Big Brothers Big Sisters of Mass. Bay Updates Its Name

December 10, 2019 — Big Brothers Big Sisters of Massachusetts Bay, a Boston-based nonprofit that provides adult mentors to help youth reach their full potential, today announced it has changed its name to Big Brothers Big Sisters of Eastern Massachusetts, a move spurred to better reflect its regional growth in recent years.

Big Brothers Big Sisters of Eastern Massachusetts (BBBSEM) said that, over the last two years, it has expanded to serve youth in Lowell, Lawrence, Brockton, Plymouth and the Southcoast regions, serving youth across Eastern Massachusetts.

“While our name is changing to reflect our expanded geography and drive to serve more youth, our mission remains the same,” says Wendy Foster, BBBSEM president and chief executive officer. “Families that are struggling and communities that are under resourced often can’t provide their kids with the adult support they need to develop the skills and confidence to become successful adults. We work to create those opportunities for kids to ensure they can reach their fullest potential.”

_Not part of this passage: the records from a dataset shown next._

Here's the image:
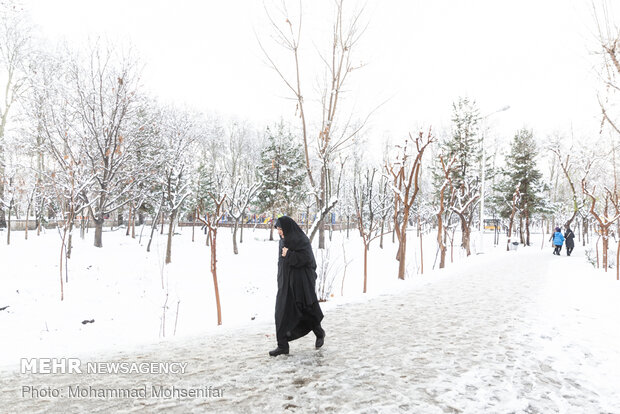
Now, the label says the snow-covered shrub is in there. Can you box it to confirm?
[315,246,340,302]
[584,247,597,268]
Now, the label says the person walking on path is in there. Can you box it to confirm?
[551,226,565,255]
[564,225,575,256]
[270,216,325,357]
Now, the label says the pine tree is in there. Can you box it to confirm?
[255,121,306,239]
[442,97,482,255]
[495,128,546,246]
[446,97,482,188]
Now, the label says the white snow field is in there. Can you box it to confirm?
[1,227,619,413]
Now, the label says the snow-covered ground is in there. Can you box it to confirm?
[0,223,470,368]
[1,226,619,412]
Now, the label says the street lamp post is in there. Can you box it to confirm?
[478,105,510,254]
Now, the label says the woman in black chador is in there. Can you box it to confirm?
[564,225,575,256]
[270,216,325,357]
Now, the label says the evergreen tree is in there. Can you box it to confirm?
[255,121,306,239]
[494,128,546,246]
[441,97,482,255]
[446,97,482,188]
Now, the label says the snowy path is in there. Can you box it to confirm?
[2,247,619,413]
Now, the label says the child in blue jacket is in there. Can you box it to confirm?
[551,227,564,255]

During the 11 years Foster has served as president, BBBSEM saw the number of youth served more than double.

Later this month, the nonprofit will move its headquarters from Federal Street to High Street, a change driven by the need to counter rising rents. BBBSEM said the move will serve as a greater hub for staff to support mentors, mentees, and their families.

“Since Wendy began working at Big Brothers Big Sisters of Eastern Massachusetts in 2005, the organization has more than doubled the number of children served, expanded geographically, increased diverse volunteer recruitment, secured strong financial support to facilitate more expansion, and become the leading one-to-one mentoring program in New England,” says Peter Campanella, board chair at BBBSEM. “This name change reflects all those efforts to reach as many youth as possible.”

BBBSEM, an affiliate of Big Brothers Big Sisters of America, is distinct from Big Sister Association of Greater Boston, a nonprofit that provides girls with mentoring relationships with women.

A national study of 950 youth from eight Big Brothers Big Sisters agencies found that:
  • 76% of Littles (mentees) said their Big (mentors) helped them learn right from wrong
  • 90% of Littles said their Big relationship helped them make better choices in life
  • 77% of Littles reported doing better in school because of their Big
  • 96% of Littles advanced to the next grade level
BBBSEM was founded in 1949 as an organization serving fatherless boys in Boston. In 2006, it merged with Cape & Islands Big Brothers Big Sisters and Big Brothers Big Sisters of Greater Attleboro, and changed its name to Big Brothers Big Sisters of Massachusetts Bay. In recent years it expanded to serve the Greater New Bedford and Merrimack Valley regions.

BBBSEM said it will serve 4,000 youth in 150 communities this year, and, by 2022, aims to reach 5,000 youth across the region.